LiveTalk

Real-Time Multimodal Interactive Video Diffusion via Improved On-Policy Distillation

LiveTalk enables real-time multimodal interactive avatar video generation through an improved on-policy distillation approach. By distilling bidirectional diffusion models into causal, few-step autoregressive models, LiveTalk achieves over 20× speedup, enabling seamless real-time interactive experience.

🎬 Demo

video_1.MP4

video_2.MP4

video_3.MP4

⭐ Highlights

Real-Time Generation: Achieves 24.82 FPS throughput with 0.33s first-frame latency
Multimodal Conditioning: Supports text, image, and audio inputs for flexible avatar control
Efficient Inference: Reduces inference time from ~83s to real-time through 4-step diffusion distillation
Multi-Turn Coherence: Demonstrates competitive performance against models like Veo3 and Sora2 on multi-round interaction benchmarks
End-to-End System: Provides integration with audio language models for conversational AI applications

🚀 Get started

Requirements

We tested this repo on the following setup:

NVIDIA GPU with at least 24 GB memory (RTX 4090, A800, and H800 are tested)
Linux operating system
64 GB RAM

Installation

Clone the LiveTalk respository:

git clone https://github.com/GAIR-NLP/livetalk.git
cd livetalk

Clone the OmniAvatar repository from within the current LiveTalk repository:

git clone https://github.com/Omni-Avatar/OmniAvatar

Apply patches on OmniAvatar:

bash scripts/add_patch.sh

Create a conda environment and install dependencies:

conda create -n livetalk python=3.10 -y
conda activate livetalk
pip install -r requirements.txt
conda install -c conda-forge ffmpeg
pip install https://github.com/Dao-AILab/flash-attention/releases/download/v2.8.3/flash_attn-2.8.3+cu12torch2.8cxx11abiFALSE-cp310-cp310-linux_x86_64.whl
python setup.py develop

Download Checkpoints

Download the required model checkpoints:

# Download Wan2.1 base model
huggingface-cli download Wan-AI/Wan2.1-T2V-1.3B --local-dir-use-symlinks False --local-dir pretrained_checkpoints/Wan2.1-T2V-1.3B

# Download LiveTalk model checkpoint
huggingface-cli download GAIR/LiveTalk-1.3B-V0.1 --local-dir-use-symlinks False --local-dir pretrained_checkpoints/LiveTalk-1.3B-V0.1

# Download Wav2Vec2 model for audio processing
huggingface-cli download facebook/wav2vec2-base-960h --local-dir-use-symlinks False --local-dir pretrained_checkpoints/wav2vec2

The file structure will be:

.livetalk
|-- ...
|-- OmniAvatar
|-- pretrained_checkpoints
|   |-- LiveTalk-1.3B-V0.1
|   |-- Wan2.1-T2V-1.3B
|   |-- wav2vec2

Inference

We currently offer a simple script for running video inference, but it does not support streaming input and output. The inference requires approximately 20GB of GPU memory usage.

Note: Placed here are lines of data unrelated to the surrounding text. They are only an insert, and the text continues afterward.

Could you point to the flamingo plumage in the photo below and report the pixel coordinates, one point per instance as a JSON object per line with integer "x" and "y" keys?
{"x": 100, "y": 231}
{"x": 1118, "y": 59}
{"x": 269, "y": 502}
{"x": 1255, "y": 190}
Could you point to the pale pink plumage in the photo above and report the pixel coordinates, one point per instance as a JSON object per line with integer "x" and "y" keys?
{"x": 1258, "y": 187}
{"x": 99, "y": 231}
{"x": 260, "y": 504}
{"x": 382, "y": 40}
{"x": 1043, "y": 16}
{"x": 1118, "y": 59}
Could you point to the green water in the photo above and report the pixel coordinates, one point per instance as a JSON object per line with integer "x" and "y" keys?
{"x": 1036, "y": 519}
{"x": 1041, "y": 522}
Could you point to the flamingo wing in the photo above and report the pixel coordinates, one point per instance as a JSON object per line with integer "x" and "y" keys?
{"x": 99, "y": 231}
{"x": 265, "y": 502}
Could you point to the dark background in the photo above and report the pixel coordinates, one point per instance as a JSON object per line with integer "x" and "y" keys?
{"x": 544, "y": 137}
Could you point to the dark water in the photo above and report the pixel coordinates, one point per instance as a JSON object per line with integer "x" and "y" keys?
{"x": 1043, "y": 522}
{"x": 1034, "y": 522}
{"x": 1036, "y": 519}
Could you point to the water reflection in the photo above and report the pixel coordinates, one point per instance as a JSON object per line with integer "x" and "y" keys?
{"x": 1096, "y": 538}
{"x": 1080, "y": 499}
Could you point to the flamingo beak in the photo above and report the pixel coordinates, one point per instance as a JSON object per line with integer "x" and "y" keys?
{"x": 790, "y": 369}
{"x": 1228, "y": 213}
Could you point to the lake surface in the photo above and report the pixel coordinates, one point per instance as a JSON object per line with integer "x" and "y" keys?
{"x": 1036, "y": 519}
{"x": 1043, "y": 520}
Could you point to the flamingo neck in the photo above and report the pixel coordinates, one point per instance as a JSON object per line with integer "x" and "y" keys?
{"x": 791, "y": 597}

Execute the inference script with your configuration:

bash ./scripts/inference.sh

Input Requirements:

Image: Reference image of the person (JPG/PNG format)
Audio: Speech audio file (WAV format, 16kHz sample rate recommended)
Text Prompt: Description of the desired video characteristics

Output:

High-quality video at 16 FPS
Audio synchronized with lip movements
Duration specified by video_duration parameter

🔍 Method Overview

Improved On-Policy Distillation Recipe

Our approach addresses challenges in distilling multimodal video diffusion models:

Challenge: Self Forcing encounters visual artifacts (flickering, black frames, quality degradation) with multimodal conditioning.

Our Solution:

Curated Multimodal Conditions: High-quality reference images (super-resolution, semantic consistency) and motion-focused text prompts
Converged ODE Initialization: Extended training (20k steps) for robust starting point
Aggressive Optimization: 2× learning rate and CFG=6 to maximize learning within limited DMD window

These improvements eliminate training instability and deliver high-quality results across perceptual metrics, audio-visual synchronization, and aesthetic quality.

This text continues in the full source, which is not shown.